Когда она проходила через нижний холл, Сэм Пиплз испуганно воскликнул:
— Вам не следует выходить одной на улицу в такое время, мэм!
На что она ответила:
— Я приехала сюда одна из Сент-Луиса, мистер Пиплз. И вполне могу за себя постоять. А кроме того, где-то здесь в городе моя родная сестра, которую я не видела целых пять лет. Я собираюсь разыскать ее сегодня же и, если надо, разбудить…
Назойливый шум по-прежнему доносился со стороны салуна «Эврика». Тротуары, если их можно было так назвать, то и дело прерывались — их наличие зависело от желания и возможностей владельца того или иного дома и участка земли возле него. Шагая по середине Главной улицы, она мысленно составляла уже передовицу для газеты, посвященную тротуарам города, их ширине и высоте и обязательности их сооружения для каждого домовладельца… И еще — уличные фонари. Городу необходимы фонари и фонарщик, который будет их зажигать и тушить в сумерках и на рассвете… Да, суть ее работы начинает проясняться!
Несмотря на доносившиеся звуки людских голосов, город, освещенный лишь бликами света, падавшими из окон салуна на спящих возле веранды лошадей, производил жутковатое впечатление. Сара подняла голову кверху Узкая полоса звезд светила оттуда, а по сторонам была тьма — словно черные занавески на окнах вдовьего жилища, — тьма, отделяющая Дедвуд от остального мира. Но в этой тьме Сара могла различить еще более темные пятна сосновых рощ на окружавших город склонах, и более светлые — там, где на склонах не росло ничего. Стволы сосен высились и по краям улицы, ветер свистел в их ветвях, холодный ветер позднего сентября, он вздувал юбки Сары, он нес запахи пищи, запахи дыма и конского навоза.

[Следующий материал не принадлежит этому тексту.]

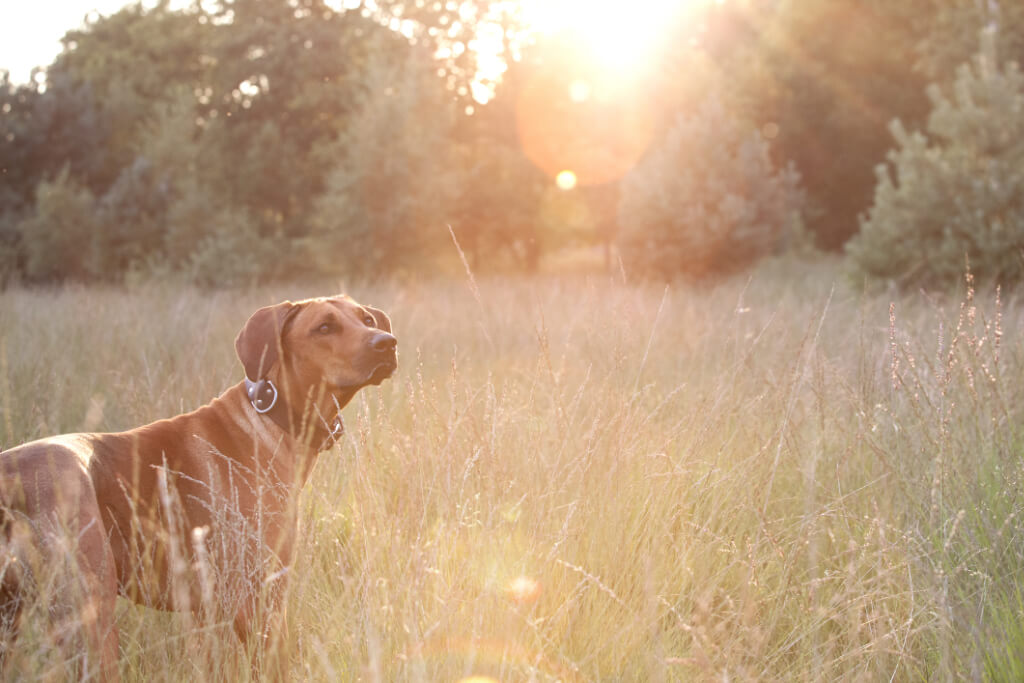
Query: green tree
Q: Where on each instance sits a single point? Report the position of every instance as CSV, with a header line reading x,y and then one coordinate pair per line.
x,y
57,236
384,206
708,200
956,191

Сара зажала нос и ускорила шаги, а в голове у нее уже созрела тема для новой передовой статьи в газете.
Она миновала посудную лавку, овощной магазин, парикмахерскую, табачную лавку, магазин скобяных изделий, бесчисленное количество питейных заведений, после чего её удивленным глазам предстало большое освещенное снаружи здание театра (да, театра!) и афиша на нем, извещающая, что здесь дают пьесу «Мухи в сорняках» Джона Брохама. С улыбкой Сара задержалась у афиши и перечитала ее. «Так… Прекрасно… Очаги культуры…» К ее изумлению, в следующем квартале высился еще один театр — «Белла Юнион»!.. Впервые с момента прибытия в город она почувствовала нечто вроде воодушевления… Да, но где же церковь? Школа? В городе такого размера должно быть немало детей. Надо будет срочно выяснить, сколько именно…
В самом конце Главной улицы, там, где та круто поворачивала вправо, вереница деревянных домов обрывалась, и дальше в темноту уходили три улочки, по которым были разбросаны палатки, словно раскатившиеся бусины ожерелья, некоторые из них, — освещенные фонарями. Здесь, на развилке, как ни странно, было много пешеходов. Только мужчины. Они все останавливались, глазели на Сару, когда та проходила мимо, и шумно переговаривались. Особенно людно было вблизи нескольких домов по левую сторону, где то и дело открывались двери, слышались звуки пианино, женский смех.